In this post we use tensorflow 2.1 custom model and custom loop on the famous MNIST dataset. We perform a multiclass classification with a basic convolutional neural network.

According to offical website, MNIST dataset is a database of handwritten digits. It contains a training and a test set. The digits have been size-normalized and centered in a fixed-size image.

It is a good database for people who want to try learning techniques and pattern recognition methods on real-world data while spending minimal efforts on preprocessing and formatting.

This dataset contains 10 classes (digits from 0 to 9) and images are in the grayscale (1-channel). As a reminder color images have three 3 channels: red, green and blue.
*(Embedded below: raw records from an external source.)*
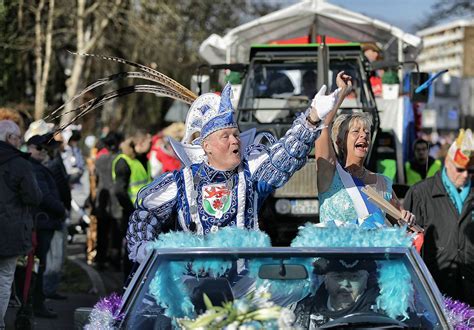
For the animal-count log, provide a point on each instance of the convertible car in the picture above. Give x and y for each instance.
(291, 288)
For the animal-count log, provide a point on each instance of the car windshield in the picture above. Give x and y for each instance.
(315, 288)
(274, 92)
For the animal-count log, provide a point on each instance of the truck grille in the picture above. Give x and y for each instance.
(302, 183)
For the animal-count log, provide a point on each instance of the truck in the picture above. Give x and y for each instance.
(279, 83)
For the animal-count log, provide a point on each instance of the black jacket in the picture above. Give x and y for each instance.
(60, 176)
(19, 192)
(106, 203)
(448, 250)
(51, 212)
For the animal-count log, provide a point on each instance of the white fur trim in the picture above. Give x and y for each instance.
(241, 191)
(189, 186)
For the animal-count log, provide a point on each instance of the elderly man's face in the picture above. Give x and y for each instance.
(345, 287)
(458, 176)
(223, 149)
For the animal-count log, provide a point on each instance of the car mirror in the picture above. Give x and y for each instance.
(416, 80)
(81, 317)
(283, 272)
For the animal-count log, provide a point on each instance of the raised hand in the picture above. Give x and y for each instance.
(344, 83)
(322, 104)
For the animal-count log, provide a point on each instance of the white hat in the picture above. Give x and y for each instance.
(38, 127)
(462, 150)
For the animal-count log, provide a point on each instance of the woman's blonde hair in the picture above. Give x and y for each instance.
(342, 124)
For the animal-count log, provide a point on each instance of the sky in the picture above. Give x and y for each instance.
(405, 14)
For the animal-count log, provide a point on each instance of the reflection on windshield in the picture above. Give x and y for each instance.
(333, 290)
(277, 91)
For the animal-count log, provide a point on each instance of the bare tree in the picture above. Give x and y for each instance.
(444, 9)
(42, 61)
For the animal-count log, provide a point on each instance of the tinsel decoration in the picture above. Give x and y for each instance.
(393, 277)
(105, 313)
(460, 315)
(166, 286)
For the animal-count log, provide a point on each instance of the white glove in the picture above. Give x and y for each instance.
(323, 104)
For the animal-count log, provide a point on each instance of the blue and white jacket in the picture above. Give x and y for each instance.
(205, 199)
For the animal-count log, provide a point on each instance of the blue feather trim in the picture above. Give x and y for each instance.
(166, 287)
(396, 291)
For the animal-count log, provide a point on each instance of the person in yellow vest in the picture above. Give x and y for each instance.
(129, 173)
(422, 165)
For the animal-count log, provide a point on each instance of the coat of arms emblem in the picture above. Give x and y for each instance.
(216, 199)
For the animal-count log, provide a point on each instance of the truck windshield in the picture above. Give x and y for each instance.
(277, 91)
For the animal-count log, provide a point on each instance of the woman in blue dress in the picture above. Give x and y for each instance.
(341, 150)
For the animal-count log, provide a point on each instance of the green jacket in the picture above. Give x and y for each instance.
(138, 177)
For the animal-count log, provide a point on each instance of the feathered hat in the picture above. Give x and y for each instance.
(208, 114)
(461, 151)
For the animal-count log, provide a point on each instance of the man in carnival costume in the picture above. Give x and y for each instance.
(225, 178)
(444, 206)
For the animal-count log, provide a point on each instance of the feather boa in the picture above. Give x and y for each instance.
(105, 313)
(166, 287)
(393, 279)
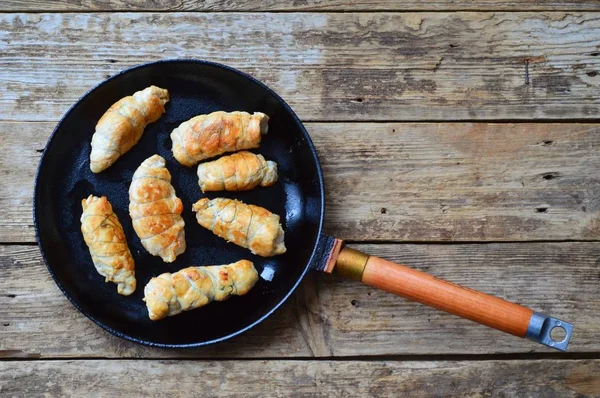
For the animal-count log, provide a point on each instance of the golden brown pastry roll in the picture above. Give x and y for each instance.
(252, 227)
(194, 287)
(107, 242)
(206, 136)
(121, 127)
(237, 172)
(156, 210)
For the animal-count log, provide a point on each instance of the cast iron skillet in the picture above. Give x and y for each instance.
(64, 178)
(200, 87)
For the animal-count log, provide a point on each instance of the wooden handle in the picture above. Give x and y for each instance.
(429, 290)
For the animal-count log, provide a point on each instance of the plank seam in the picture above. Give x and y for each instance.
(367, 358)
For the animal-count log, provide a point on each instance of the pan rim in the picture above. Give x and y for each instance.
(313, 152)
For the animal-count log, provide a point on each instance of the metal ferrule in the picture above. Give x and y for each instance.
(541, 327)
(351, 263)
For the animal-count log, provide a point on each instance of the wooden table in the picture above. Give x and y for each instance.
(460, 137)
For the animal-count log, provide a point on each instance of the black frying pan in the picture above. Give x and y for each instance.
(200, 87)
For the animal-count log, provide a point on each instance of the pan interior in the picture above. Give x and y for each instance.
(64, 179)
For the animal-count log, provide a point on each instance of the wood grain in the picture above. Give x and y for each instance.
(544, 378)
(408, 181)
(329, 66)
(283, 5)
(331, 316)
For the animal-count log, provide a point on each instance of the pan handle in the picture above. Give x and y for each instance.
(467, 303)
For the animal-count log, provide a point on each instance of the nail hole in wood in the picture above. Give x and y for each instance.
(550, 176)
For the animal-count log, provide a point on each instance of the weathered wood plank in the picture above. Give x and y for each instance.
(282, 5)
(333, 317)
(329, 66)
(544, 378)
(408, 181)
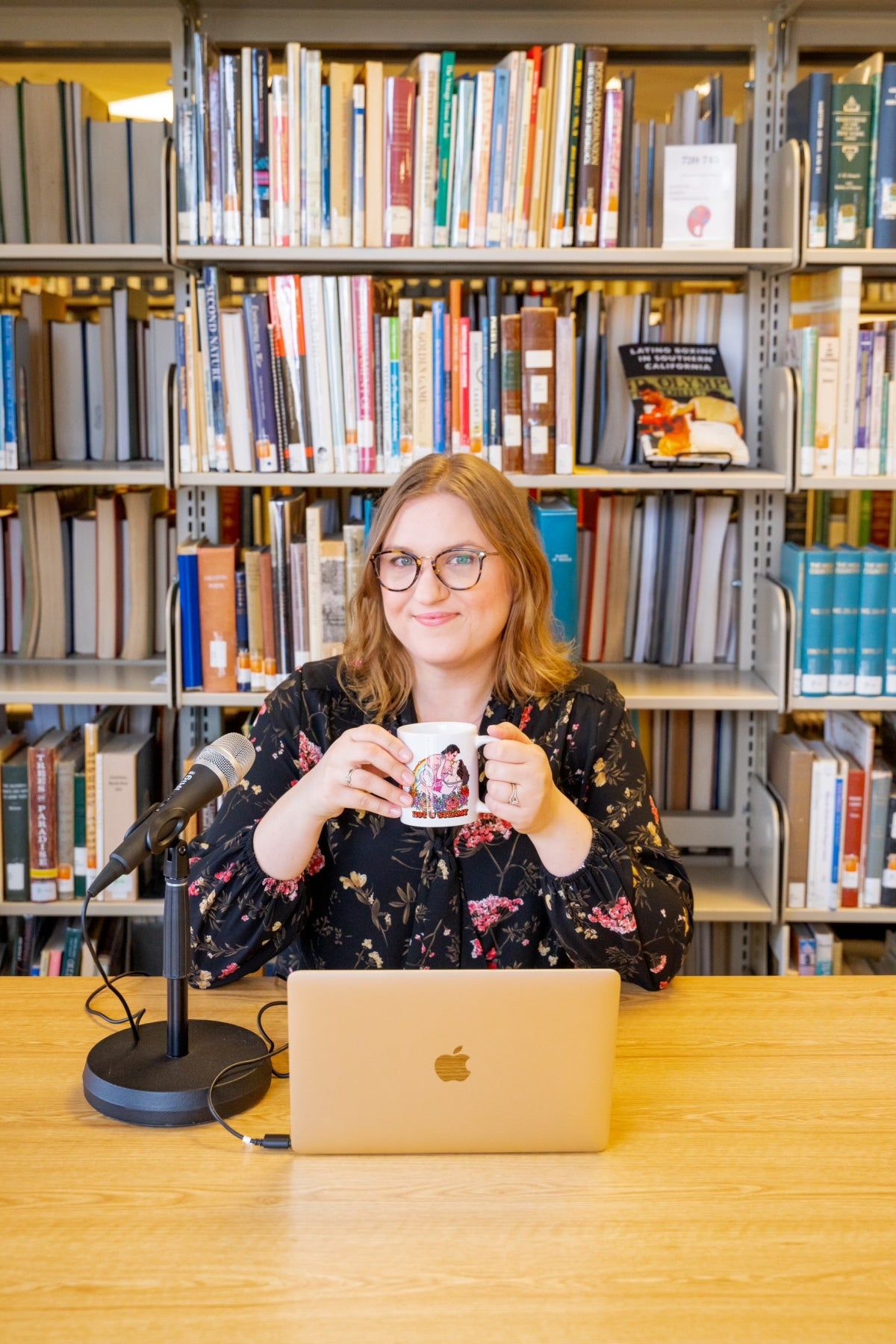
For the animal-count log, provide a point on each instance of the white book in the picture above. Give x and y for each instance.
(477, 409)
(246, 137)
(422, 385)
(694, 582)
(348, 358)
(561, 144)
(511, 141)
(237, 403)
(517, 223)
(319, 398)
(335, 371)
(648, 577)
(426, 69)
(294, 116)
(718, 511)
(481, 158)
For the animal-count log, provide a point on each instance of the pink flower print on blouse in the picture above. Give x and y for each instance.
(618, 918)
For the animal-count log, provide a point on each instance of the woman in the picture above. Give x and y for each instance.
(308, 856)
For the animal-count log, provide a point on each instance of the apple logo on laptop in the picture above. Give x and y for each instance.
(452, 1068)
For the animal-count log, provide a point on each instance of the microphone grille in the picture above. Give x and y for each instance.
(230, 756)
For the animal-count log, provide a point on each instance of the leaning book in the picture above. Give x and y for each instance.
(685, 409)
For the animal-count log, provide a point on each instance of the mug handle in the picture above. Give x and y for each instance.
(480, 742)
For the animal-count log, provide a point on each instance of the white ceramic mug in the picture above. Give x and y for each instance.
(447, 773)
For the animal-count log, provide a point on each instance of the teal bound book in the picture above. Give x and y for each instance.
(558, 524)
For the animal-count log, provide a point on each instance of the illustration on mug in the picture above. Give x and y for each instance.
(441, 785)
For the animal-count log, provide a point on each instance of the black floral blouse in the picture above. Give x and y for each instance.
(378, 893)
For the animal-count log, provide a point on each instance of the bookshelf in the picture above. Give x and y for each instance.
(746, 887)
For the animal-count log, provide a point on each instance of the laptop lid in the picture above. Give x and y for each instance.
(452, 1061)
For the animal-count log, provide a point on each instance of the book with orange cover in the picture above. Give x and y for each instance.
(218, 616)
(538, 329)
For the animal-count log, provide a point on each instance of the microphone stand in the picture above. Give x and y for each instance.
(156, 1081)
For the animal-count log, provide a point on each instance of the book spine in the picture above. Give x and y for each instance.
(872, 623)
(359, 188)
(399, 97)
(884, 194)
(538, 342)
(42, 823)
(610, 169)
(850, 124)
(817, 621)
(591, 140)
(844, 623)
(445, 134)
(16, 862)
(261, 382)
(575, 124)
(261, 151)
(511, 393)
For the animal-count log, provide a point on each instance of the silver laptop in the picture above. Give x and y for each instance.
(452, 1061)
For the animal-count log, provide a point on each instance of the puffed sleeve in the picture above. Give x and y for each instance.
(240, 917)
(630, 905)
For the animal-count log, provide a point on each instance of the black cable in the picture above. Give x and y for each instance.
(280, 1142)
(134, 1021)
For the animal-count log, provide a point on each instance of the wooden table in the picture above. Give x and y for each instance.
(748, 1194)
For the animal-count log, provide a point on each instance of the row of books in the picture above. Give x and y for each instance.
(341, 374)
(87, 577)
(845, 618)
(657, 577)
(817, 356)
(849, 124)
(69, 175)
(541, 151)
(840, 799)
(837, 517)
(84, 389)
(69, 797)
(691, 757)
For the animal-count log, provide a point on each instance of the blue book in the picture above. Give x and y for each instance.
(809, 120)
(872, 621)
(844, 626)
(8, 355)
(499, 155)
(326, 221)
(886, 172)
(793, 577)
(438, 376)
(494, 352)
(261, 381)
(889, 652)
(558, 524)
(190, 621)
(817, 620)
(217, 371)
(242, 611)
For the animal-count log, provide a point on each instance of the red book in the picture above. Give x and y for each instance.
(853, 827)
(398, 205)
(363, 322)
(465, 385)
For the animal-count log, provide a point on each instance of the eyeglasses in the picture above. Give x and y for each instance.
(458, 567)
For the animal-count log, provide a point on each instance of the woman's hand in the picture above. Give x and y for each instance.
(359, 771)
(516, 768)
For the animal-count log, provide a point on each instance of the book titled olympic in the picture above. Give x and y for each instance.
(685, 409)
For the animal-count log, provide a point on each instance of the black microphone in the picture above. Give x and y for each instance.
(215, 771)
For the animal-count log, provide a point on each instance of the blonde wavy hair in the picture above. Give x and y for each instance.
(375, 667)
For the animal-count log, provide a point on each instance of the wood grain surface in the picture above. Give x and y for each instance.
(748, 1192)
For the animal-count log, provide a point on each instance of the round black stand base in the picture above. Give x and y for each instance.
(143, 1086)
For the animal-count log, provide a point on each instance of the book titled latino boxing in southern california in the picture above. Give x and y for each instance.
(685, 409)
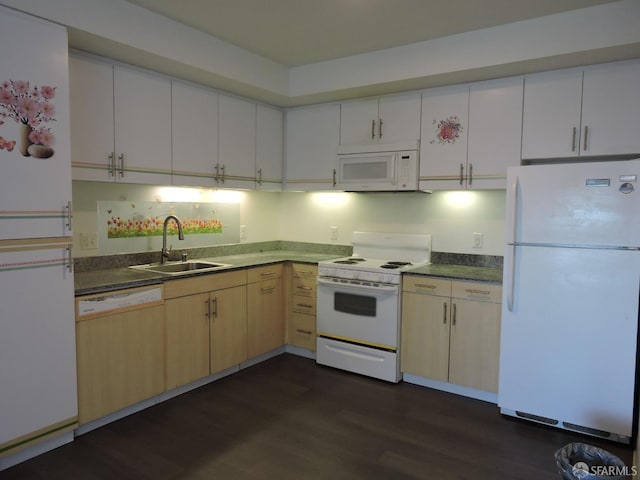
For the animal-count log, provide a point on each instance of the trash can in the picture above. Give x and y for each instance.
(579, 461)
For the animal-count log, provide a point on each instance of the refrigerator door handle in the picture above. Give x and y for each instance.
(510, 275)
(512, 214)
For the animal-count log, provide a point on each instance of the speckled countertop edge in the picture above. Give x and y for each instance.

Here is a link to the notebook.

Let’s get started !

Load useful packages

import tensorflow as tf
from tensorflow.keras.layers import Dense, Flatten, Conv2D, Reshape, MaxPooling2D
from tensorflow.keras import Model

import numpy as np
import matplotlib.pyplot as plt
import pandas as pd
from sklearn.metrics import confusion_matrix
import seaborn as sns

Data preparation and exploration

Load the dataset

# Load
mnist_dataset = tf.keras.datasets.mnist.load_data()
# Unpack
(x_train, y_train), (x_test, y_test) = mnist_dataset

# Train dataset shapes
print('Train X shape ', x_train.shape)
print('Train Y shape ', y_train.shape)

#=> Train X shape  (60000, 28, 28)
#=> Train Y shape  (60000,)
# Test dataset shapes
print('Test X shape ', x_test.shape)
print('Test Y shape ', y_test.shape)

#=> Test X shape  (10000, 28, 28)
#=> Test Y shape  (10000,)

Explore images

print("pixel unique values:", len(np.unique(x_train)),
      "\nmin value:", np.min(x_train),
      "\nmax value:", np.max(x_train))

#=> pixel unique values: 256 
#=> min value: 0 
#=> max value: 255 

Explore labels

print("unique labels:", len(np.unique(y_train)),
      "\nmin value:", np.min(y_train),
      "\nmax value:", np.max(y_train))

#=> unique labels: 10
#=> min value: 0
#=> max value: 9

Inspect density probability distribution over the training/test sets

see code ref: datasets_distribution, print_dataset_distributions

We plot an histogram of the label distributions to see how balanced are the labels among samples, and among the training and test set.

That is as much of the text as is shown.